Comments (9)
Hi there, this is one of the areas we're looking at improving in the near future. Its not a simple decision to base the server identifier in either way.
The arguments for IP instead of hostname are mainly
- indexing (much faster to index integers than say varchar)
- storage (4bytes vs LengthOfHostname+1)
However, you do present a valid case, so maybe we could look into make this a configurable knob to switch between ip/host. Would that be an acceptable solution for you?
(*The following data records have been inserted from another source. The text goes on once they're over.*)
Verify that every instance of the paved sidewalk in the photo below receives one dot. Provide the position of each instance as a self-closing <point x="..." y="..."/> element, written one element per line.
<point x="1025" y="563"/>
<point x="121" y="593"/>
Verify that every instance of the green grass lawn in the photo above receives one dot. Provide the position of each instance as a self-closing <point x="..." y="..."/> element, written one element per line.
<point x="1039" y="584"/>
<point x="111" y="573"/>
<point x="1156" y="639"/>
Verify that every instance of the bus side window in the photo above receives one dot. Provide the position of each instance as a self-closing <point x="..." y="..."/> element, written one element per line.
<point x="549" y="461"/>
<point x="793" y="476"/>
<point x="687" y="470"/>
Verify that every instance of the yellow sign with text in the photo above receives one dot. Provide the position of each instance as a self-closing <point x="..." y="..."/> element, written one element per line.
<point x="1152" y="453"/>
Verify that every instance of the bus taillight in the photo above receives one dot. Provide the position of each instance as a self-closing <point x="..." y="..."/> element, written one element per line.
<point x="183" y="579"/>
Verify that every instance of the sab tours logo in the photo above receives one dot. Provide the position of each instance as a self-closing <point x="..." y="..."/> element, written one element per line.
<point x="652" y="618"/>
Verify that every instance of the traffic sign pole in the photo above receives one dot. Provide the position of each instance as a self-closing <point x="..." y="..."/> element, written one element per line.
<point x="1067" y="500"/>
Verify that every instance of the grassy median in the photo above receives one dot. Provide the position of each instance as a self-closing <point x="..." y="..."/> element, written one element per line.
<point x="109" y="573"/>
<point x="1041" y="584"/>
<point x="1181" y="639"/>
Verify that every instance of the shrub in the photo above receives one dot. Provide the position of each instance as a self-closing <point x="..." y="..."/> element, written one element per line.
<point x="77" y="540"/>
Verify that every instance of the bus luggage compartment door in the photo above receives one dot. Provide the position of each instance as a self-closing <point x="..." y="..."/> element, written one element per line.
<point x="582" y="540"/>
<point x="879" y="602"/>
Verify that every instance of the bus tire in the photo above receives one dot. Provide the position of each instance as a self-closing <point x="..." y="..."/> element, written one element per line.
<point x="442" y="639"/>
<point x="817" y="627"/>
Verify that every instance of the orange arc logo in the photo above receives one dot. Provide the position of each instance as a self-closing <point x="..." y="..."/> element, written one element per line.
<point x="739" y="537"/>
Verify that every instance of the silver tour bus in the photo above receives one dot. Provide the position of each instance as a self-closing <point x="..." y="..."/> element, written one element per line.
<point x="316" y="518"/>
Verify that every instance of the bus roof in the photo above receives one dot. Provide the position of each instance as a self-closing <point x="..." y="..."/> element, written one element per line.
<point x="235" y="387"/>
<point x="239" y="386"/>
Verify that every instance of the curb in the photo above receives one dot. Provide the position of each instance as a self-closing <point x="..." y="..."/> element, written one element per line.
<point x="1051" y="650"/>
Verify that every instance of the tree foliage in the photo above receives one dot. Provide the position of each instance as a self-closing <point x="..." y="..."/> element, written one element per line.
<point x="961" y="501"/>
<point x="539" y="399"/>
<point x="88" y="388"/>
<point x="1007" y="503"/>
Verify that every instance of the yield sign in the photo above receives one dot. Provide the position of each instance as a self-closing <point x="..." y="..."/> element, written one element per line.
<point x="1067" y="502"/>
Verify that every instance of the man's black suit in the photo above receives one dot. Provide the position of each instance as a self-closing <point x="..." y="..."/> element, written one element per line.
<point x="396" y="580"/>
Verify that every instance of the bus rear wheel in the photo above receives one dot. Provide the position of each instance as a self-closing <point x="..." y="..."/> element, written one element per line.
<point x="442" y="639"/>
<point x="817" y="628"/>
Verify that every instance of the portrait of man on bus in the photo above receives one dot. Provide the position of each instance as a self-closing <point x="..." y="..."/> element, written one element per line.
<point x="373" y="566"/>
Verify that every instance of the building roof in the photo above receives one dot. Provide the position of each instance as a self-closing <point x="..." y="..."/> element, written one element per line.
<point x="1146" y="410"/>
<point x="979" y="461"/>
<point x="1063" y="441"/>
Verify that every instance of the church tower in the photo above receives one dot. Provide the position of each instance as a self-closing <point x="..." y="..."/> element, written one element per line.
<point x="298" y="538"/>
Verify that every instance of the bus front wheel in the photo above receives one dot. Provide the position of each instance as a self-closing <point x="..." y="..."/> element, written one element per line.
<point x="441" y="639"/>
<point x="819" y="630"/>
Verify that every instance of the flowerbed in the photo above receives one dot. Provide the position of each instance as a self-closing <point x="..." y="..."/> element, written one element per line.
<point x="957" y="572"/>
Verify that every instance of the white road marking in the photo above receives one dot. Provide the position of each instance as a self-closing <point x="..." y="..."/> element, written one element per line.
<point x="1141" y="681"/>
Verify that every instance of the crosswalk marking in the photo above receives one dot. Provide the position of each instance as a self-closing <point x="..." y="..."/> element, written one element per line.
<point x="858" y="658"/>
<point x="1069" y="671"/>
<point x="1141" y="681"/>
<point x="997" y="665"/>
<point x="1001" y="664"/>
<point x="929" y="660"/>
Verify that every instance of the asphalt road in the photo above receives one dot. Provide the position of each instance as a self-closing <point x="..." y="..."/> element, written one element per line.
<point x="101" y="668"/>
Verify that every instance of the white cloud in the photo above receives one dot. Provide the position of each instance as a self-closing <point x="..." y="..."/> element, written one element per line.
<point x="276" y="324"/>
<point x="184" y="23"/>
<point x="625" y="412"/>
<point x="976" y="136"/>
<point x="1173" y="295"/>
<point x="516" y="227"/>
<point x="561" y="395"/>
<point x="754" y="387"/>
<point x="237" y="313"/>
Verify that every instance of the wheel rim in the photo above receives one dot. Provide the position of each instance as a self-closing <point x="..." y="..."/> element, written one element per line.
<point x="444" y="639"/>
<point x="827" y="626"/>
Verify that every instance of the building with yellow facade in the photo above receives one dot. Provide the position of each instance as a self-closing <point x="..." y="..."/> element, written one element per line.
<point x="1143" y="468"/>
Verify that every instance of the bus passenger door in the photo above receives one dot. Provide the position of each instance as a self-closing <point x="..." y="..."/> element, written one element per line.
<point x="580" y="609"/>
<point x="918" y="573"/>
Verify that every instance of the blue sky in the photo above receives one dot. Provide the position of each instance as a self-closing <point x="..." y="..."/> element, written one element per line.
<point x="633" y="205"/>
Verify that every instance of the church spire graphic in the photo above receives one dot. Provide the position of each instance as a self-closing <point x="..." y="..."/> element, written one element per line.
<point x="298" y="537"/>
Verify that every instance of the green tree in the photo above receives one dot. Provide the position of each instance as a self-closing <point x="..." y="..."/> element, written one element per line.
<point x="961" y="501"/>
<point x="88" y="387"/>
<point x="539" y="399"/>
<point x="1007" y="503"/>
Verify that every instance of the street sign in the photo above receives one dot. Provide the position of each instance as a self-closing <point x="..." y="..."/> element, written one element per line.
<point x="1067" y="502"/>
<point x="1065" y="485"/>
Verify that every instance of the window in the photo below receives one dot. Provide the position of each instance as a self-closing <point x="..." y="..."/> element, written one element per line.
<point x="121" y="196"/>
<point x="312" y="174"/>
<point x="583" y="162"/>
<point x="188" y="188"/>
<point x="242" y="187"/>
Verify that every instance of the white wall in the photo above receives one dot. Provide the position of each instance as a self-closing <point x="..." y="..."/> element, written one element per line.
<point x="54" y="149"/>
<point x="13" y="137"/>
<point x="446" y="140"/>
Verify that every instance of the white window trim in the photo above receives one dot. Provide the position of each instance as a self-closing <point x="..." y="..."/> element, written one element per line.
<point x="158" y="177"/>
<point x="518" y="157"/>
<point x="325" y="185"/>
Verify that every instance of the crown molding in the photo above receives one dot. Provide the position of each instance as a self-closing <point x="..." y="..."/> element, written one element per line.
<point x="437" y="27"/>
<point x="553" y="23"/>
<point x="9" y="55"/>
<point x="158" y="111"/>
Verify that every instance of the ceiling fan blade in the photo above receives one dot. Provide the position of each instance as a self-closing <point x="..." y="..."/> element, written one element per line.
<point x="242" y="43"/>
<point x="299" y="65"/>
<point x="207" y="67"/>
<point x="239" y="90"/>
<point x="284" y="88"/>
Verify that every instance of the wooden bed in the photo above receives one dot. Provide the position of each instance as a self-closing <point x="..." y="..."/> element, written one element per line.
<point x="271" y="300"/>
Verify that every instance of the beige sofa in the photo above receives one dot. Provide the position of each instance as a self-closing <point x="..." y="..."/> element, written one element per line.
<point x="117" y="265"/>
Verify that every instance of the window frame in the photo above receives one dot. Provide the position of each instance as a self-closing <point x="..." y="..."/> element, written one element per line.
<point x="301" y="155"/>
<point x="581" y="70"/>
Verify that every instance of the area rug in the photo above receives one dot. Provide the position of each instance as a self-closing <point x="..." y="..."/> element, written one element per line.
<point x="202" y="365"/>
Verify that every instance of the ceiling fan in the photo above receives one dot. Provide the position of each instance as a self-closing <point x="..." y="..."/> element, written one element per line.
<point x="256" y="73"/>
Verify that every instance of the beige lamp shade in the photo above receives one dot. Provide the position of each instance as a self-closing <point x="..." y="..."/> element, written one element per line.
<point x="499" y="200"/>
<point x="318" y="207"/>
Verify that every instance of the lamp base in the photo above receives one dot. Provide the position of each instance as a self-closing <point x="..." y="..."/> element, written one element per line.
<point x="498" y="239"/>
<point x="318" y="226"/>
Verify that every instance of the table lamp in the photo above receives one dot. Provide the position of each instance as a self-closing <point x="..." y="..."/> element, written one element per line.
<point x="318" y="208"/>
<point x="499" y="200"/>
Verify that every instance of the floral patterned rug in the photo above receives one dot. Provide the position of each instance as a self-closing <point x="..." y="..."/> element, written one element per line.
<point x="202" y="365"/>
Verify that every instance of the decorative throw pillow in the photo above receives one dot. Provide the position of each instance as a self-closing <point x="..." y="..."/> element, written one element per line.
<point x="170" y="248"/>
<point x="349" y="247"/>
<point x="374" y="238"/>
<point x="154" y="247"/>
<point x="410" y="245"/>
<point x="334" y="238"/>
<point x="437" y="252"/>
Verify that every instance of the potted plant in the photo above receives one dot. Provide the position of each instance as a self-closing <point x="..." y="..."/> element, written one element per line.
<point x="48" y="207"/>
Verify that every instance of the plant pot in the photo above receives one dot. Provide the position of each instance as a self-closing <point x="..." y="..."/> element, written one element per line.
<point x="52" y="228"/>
As a side note, would you be interested in sharing some details on the setups so that we could try to figure a workaround? How did you configure syslog on your docker images, what syslog daemon(s) you run on the sending side?
from echofish.
The arguments for IP instead of hostname are mainly
indexing (much faster to index integers than say varchar)
storage (4bytes vs LengthOfHostname+1)
You could add an auto_increment key as primary key in the host table. This column could be used as foreign key in others tables like archive and syslog.
However, you do present a valid case, so maybe we could look into make this a configurable knob to switch between ip/host. Would that be an acceptable solution for you?
This would be ok for me.
As a side note, would you be interested in sharing some details on the setups so that we could try to figure a workaround? How did you configure syslog on your docker images, what syslog daemon(s) you run on the sending side?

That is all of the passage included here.